Tsuppari Wars (つっぱりウォーズ) is an action video game for the Family Computer. The object is to acquire all of the enemies' territory and defeat the evil gang leaders. Even though this game was only released in Japan, the gangsters fight without any weapons and the violence level is mild compared to later gang-related games.

==Gameplay==

===Strategy===

A couple of computer controlled street gangs are fighting on an urban street.

Once the main gang leader is defeated in either Tsuppari Wars (ツッパリウォーズ) or Tsuppari Suku (ツッパリスク) mode, the remaining members of the gang switch membership to become a gray-colored gang that does not have a leader. Consequently, all territory that belonged to leader that was killed in combat becomes neutral territory with a number describing the strength of the "neutral gangs." These "neutral gangs" will attempt to defend their turf. In order for a gang with colors (red, blue, or green) to use the land as their own, they must eliminate all the gangsters in that territory. However, invasions can be canceled before they can begin by saying "no" when asked to fight (たたかい).

Neutral gangs, fortunately, do not have ability to invade the territories of the red, blue, or green colored gangs. There are three difficulty levels for computer opponents and games are possible with two or three colors (but never with only one color). After naming the character (using the Japanese alphabet), the player selects a face to represent the gang's leader. The two gang leaders involved will use a special fighting game engine to settle their differences while individual gang members will fight each other through a special battle screen. The battle screen allows players to use special effects against the opponent, like a motorcycle, a thunderstorm, or even a quick call to the police's riot squad.

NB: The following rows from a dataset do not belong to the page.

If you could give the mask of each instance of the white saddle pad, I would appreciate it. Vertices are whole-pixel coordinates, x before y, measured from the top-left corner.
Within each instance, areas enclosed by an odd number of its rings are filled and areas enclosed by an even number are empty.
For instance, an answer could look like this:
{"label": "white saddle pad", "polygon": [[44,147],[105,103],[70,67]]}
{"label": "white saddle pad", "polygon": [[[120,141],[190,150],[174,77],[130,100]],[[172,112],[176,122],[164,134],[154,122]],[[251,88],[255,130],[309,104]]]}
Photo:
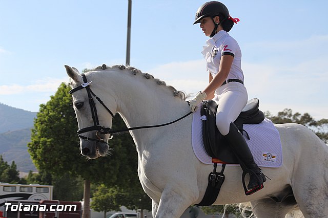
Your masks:
{"label": "white saddle pad", "polygon": [[[268,119],[258,124],[244,124],[244,129],[250,139],[244,137],[251,149],[255,162],[259,166],[279,167],[282,164],[282,152],[280,137],[272,122]],[[193,114],[192,127],[192,143],[195,155],[200,162],[213,164],[212,158],[204,148],[200,110]],[[227,164],[236,165],[237,164]]]}

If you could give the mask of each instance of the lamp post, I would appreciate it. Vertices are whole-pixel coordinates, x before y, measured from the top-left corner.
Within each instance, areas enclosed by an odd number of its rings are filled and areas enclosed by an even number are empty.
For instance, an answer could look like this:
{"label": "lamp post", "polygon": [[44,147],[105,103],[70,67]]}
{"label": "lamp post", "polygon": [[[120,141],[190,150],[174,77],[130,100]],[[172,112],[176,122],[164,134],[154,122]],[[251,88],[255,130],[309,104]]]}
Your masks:
{"label": "lamp post", "polygon": [[128,0],[129,2],[129,8],[128,10],[128,36],[127,37],[127,58],[126,66],[130,65],[130,39],[131,35],[131,9],[132,6],[132,0]]}

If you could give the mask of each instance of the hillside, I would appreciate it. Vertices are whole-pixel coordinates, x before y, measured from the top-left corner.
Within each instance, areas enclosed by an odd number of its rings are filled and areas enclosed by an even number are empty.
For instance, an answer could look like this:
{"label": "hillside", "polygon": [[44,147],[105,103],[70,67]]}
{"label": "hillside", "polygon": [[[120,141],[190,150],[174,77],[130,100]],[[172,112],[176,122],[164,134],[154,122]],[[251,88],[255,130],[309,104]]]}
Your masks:
{"label": "hillside", "polygon": [[30,112],[0,103],[0,133],[33,126],[36,112]]}
{"label": "hillside", "polygon": [[27,151],[36,115],[0,103],[0,154],[9,164],[14,161],[20,171],[36,170]]}

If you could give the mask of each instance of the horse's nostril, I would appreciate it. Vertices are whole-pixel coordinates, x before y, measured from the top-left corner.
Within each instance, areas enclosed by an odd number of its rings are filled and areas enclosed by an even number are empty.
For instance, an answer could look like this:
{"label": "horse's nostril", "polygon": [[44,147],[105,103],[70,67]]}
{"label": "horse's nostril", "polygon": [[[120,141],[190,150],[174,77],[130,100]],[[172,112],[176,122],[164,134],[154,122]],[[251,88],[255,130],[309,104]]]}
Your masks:
{"label": "horse's nostril", "polygon": [[82,148],[81,150],[82,151],[82,155],[84,155],[85,156],[86,156],[88,155],[89,155],[90,152],[90,149],[88,148],[87,147],[85,147],[84,148]]}

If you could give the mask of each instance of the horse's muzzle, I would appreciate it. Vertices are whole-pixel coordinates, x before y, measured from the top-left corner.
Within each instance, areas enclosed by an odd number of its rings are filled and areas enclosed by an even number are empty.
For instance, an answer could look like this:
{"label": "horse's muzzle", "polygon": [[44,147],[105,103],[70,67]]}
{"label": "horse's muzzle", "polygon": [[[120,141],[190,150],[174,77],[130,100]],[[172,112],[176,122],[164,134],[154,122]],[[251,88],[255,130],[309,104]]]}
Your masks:
{"label": "horse's muzzle", "polygon": [[107,144],[85,141],[81,142],[81,154],[90,159],[106,155],[109,146]]}

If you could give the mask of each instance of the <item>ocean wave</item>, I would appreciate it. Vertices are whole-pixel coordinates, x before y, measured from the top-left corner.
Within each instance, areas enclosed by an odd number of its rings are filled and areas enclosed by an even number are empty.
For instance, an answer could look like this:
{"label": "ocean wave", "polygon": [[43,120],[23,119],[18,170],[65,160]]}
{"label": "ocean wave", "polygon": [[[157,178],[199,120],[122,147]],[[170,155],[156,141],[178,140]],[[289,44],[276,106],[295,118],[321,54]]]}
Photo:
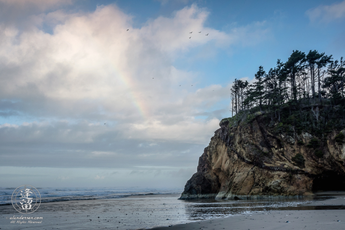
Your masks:
{"label": "ocean wave", "polygon": [[[73,200],[118,199],[131,196],[181,194],[179,189],[157,189],[138,187],[120,188],[45,188],[37,187],[41,202]],[[16,188],[0,187],[0,205],[12,204],[12,196]]]}

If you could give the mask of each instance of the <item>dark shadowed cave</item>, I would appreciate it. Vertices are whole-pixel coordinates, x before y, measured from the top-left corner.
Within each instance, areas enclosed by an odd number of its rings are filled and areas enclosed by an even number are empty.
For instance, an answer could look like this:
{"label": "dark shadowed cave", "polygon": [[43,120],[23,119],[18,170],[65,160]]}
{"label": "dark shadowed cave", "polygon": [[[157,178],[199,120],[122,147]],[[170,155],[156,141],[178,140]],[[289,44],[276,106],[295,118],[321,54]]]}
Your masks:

All brawls are timed by a timer which is never seen in the game. That means if there is no determined winner in a certain amount of time, the brawl ends with a stalemate and no territory gains or losses are made. The brawl can be re-initiated either during the player's next turn or during the opponent's turn. There are eight different maps to choose from that depict the world in a manner similar to the board game Risk. There are islands with land bridges and bodies of water to them. Between combat, players can either move (いどうし) their gang members from territory to territory or immediately end their turn. It is possible for players to transfer all of their gang members out of a territory, turning it into a blank grey territory without a number.

===Fighting===
In addition to the strategy mode, there is also a variation of the game that focus exclusively on street fighting using either the 1P Taiman Battle (1P タイマンバトル) or the 2P Taiman Battle (2P タイマンバトル) mode. With a cast of 20 characters, it was considered to be one of largest line-ups for an 8-bit fighting game compared to Nekketsu Kakutō Densetsu with 22 characters, Tenkaichi Bushi Keru Nagūru having 16 characters in 1989, and Joy Mech Fight which has 36 characters. Out of the 20 available characters, the player must pick five and the computer must do the same. When a fighter is defeated, he is eliminated and is forced to play against the next fighter. Victory is assured when the opponent's fifth fighter is defeated.